Eleocharis ovata wurde bereits von Albrecht Wilhelm Roth beschrieben und benannt, aber erst 1817 von Johann Jakob Roemer und Josef August Schultes in die heute gültige Systematik eingeordnet.

Taxonomie

Eleocharis ovata ist eine Art aus der Gattung Eleocharis, die circa 285 bis 306 Arten umfasst und zur Familie der Cyperaceae (Zypergrasgewächse) gehört.

Merkmale

Wuchs

Die vergleichsweise kurzlebigen Gräser werden 2 bis 35 Zentimeter hoch, sie haben einen halb aufrechten Wuchs und haben einen aufrechten Wuchs. Hauptwachstumszeit ist im Sommer und im Herbst.

Blätter

Eleocharis ovata ist sommergrün. Die Blätter sind einfach und grundständig. Sie sind lineal, ganzrandig und parallelnervig. Die Belaubung ist locker.

Blüten und Früchte

Eleocharis ovata trägt von Juli bis September in Ähren angeordnete Blüten.

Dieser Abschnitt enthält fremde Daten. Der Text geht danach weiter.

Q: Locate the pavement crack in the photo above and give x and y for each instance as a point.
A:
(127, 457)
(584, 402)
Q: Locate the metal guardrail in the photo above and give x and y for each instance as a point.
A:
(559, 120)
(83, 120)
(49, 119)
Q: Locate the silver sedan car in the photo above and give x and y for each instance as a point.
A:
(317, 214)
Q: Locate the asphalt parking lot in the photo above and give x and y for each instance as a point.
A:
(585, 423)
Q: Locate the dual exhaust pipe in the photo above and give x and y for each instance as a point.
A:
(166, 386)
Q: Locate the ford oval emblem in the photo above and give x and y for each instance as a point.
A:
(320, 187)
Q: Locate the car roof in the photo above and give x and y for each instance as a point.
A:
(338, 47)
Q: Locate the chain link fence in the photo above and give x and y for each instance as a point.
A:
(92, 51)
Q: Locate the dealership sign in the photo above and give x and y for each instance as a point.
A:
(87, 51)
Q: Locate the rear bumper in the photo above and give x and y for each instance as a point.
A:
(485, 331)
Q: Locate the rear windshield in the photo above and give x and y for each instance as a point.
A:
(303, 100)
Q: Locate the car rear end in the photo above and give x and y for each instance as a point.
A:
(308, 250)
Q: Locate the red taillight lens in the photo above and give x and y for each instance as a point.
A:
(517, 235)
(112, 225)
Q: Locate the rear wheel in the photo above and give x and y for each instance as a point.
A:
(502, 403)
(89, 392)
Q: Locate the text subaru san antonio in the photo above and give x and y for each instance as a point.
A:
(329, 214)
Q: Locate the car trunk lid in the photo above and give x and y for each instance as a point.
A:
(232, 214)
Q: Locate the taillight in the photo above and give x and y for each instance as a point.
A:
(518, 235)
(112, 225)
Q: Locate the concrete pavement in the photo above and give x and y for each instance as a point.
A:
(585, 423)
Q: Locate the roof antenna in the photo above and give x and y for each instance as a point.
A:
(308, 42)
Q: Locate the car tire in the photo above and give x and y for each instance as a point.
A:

Von Sommer bis Herbst tragen die Gräser nur wenige braune Nüsse.

Wurzelsystem

Die Pflanzen bilden faserige Wurzeln.

Verbreitung

Eleocharis ovata stammt aus Frankreich (ohne Korsika), von der Apenninenhalbinsel, aus Zentraleuropa, dem östlichen Mitteleuropa, von der Balkanhalbinsel, aus Osteuropa, dem Kaukasus, Ostsibirien, dem Himalaya und der Mandschurei.

Standort

Die Gräser bevorzugen einen sonnigen Standort. Das Substrat sollte vergleichsweise mager sein und einen pH-Wert zwischen 4,6 und 6,8 aufweisen. Für eine gute Entwicklung benötigen sie eine Oberbodendicke von mindestens 15 Zentimetern. Sie brauchen eine frostfreie Periode von mindestens 13 Wochen.

Toleranz spezieller Standortbedingungen

  • keine Toleranz: zeitweise trockene Böden
  • geringe Toleranz: salzhaltige Böden, kalkhaltige Böden
  • hohe Toleranz: sauerstoffarme Böden

Verwendung

Der empfohlene Pflanzabstand liegt bei 90 bis 120 Zentimetern.

Pflege und Vermehrung

Vermehrung durch Aussaat oder durch ausgehärtete Stecklinge.

Sorten

Krankheiten und Schädlinge

Literatur

  • Walter Erhardt, Erich Götz, Nils Bödeker, Siegmund Seybold: Der große Zander. Eugen Ulmer KG, Stuttgart 2008, ISBN 978-3-8001-5406-7.
  • Christoper Brickell (Editor-in-chief): RHS A-Z Encyclopedia of Garden Plants. Third edition. Dorling Kindersley, London 2003, ISBN 0-7513-3738-2. (engl.)